На днях во французской газете "Монд" помещено следующее сообщение: "Во время дискуссионного вечера, посвященного проблемам истории - он состоялся в четверг 7 января в Доме литераторов имени А. А. Фадеева в Москве, - советский драматург Шатров заявил, что статья о Генеральном прокуроре, выступавшем на сталинских процессах 1936-1938 гг., Андрее Вышинском, которая должна была быть опубликована в следующем номере "Литературной газеты", запрещена официальной цензурой. - Я очень обеспокоен судьбой перестройки, - заявил в присутствии нескольких сотен человек, в основном интеллигенции, Михаил Шатров, размахивая статьей Аркадия Ваксберга". Такой случай в Центральном Доме литераторов действительно имел место. Чем же руководствовался секретарь правления Союза писателей СССР М. Шатров, "размахивая" еще не готовой к печати статьей?! Ему достаточно было одного телефонного звонка, и он узнал бы, что над ее текстом была обычная редакционная работа, заключающаяся в уточнении и проверке приведенных в ней фактов. Теперь это сделано, и статья предлагается вниманию читателей.
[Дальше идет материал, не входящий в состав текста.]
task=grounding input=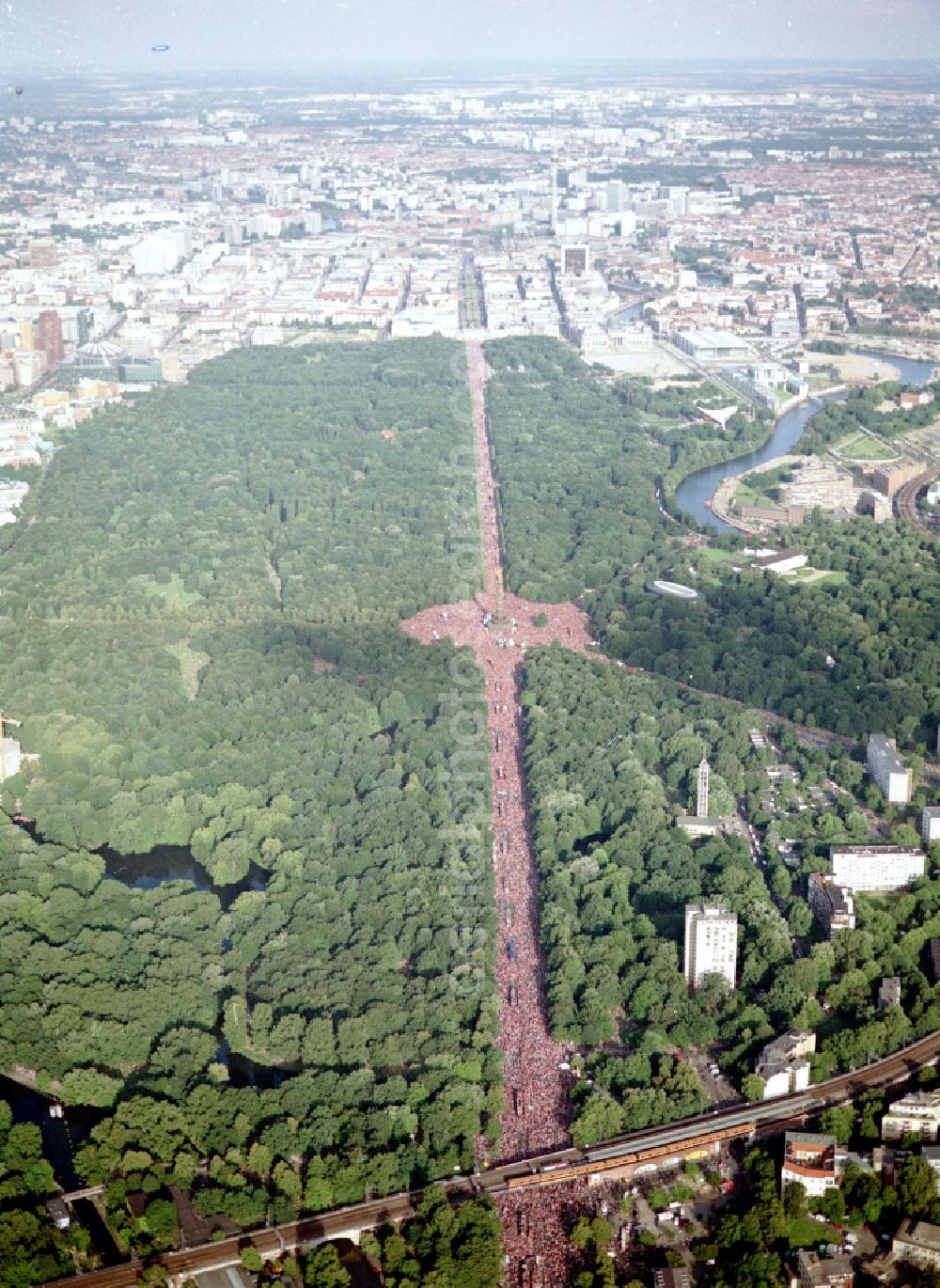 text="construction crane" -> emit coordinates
[0,707,22,783]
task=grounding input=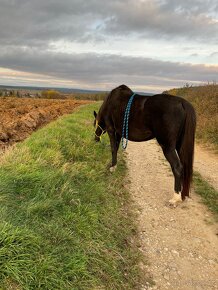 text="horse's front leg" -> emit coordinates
[108,131,121,172]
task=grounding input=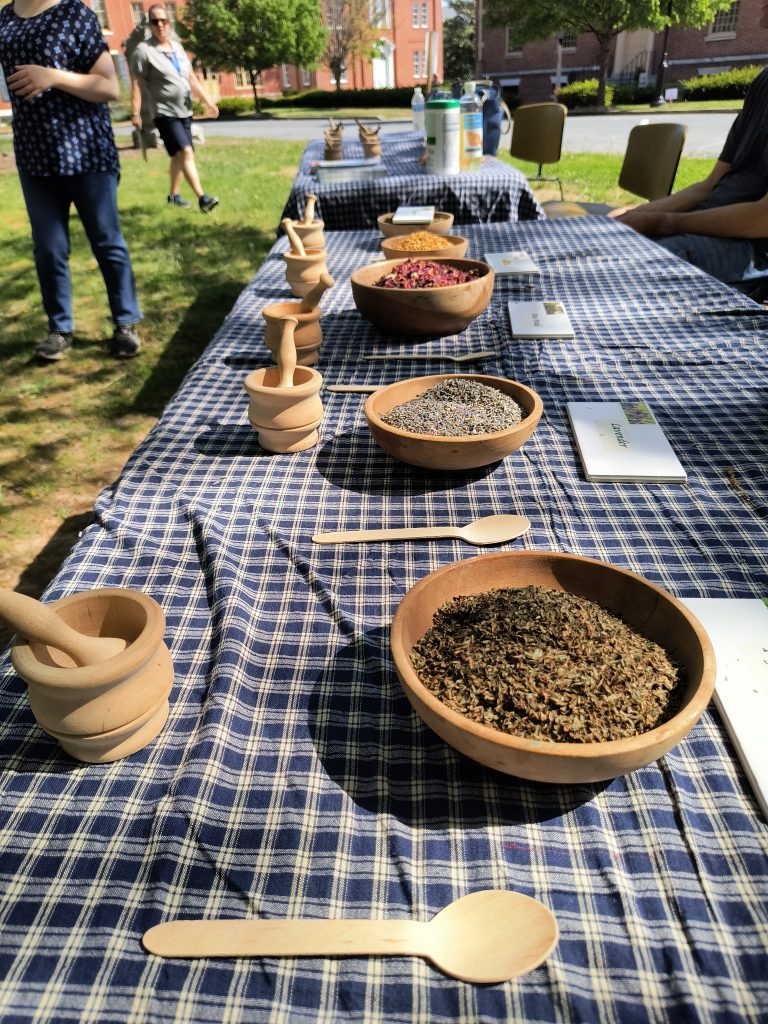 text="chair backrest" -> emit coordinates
[509,103,568,164]
[618,123,688,200]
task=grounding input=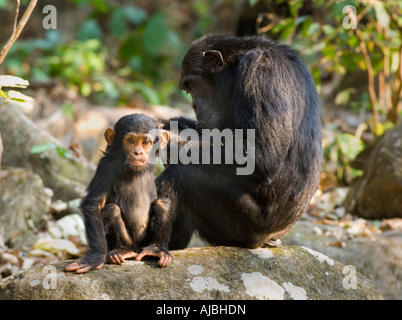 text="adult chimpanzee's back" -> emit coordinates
[157,36,322,249]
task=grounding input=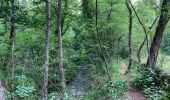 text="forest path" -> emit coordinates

Надеемся, что "Монд" сообщит и об этом.
ЕГО ЖДАЛИ с утра, но дела чрезвычайной государственной важности помешали высокому гостю приехать в условленный час. Участники Всесоюзного совещания юристов, не ропща, прогуливались по коридорам, отложив на время жаркие схватки, которые велись уже несколько дней: приедет Сам - и рассудит Последнее слово - за ним...
Я не был участником совещания, но и "зайцем" я не был тоже: студентов юрфака охотно пускали тогда на любые научные форумы.
"Приехал", "идет", "поднимается" - слышу еще и сейчас этот вдруг пронесшийся шепот. Помню: тревожно и сладостно екнуло сердце, когда внизу показалась его благородная проседь, почти слившаяся с мундиром мышиного цвета и погонами цвета надраенной стали - тогда этот странный наряд дипломата казался верхом вкуса и образцом элегантности. Вся советская юриспруденция растянулась вдоль лестницы, образуя широкий проход. Гость бодро (папка под мышкой) одолевал ступеньку за ступенькой и - надо же! - внезапно остановился. "Сегодня опять не могу. И завтра, - сказал он кому-то, кто стоял совсем рядом со мной. - Простите великодушно, никак не могу". Чего он не мог, перед кем извинялся? Не знаю. Не посмотрел. Видел только его, стоявшего в двух шагах от меня: низкого роста, плотно сбитый, благоухающий. Красивая проседь. Щеточка тонких усов. Очки в изящной оправе. За стеклами - цепкий, колючий, пронзающий взгляд. Чуть прищуренные глаза - тоже стальные.
Та самая статья Ваксберга, откуда есть пошел "миф" про "царицу доказательств" Вышинского и, соответственно, мифоборчество со стороны Ю.Мухина, Вассермана и пр.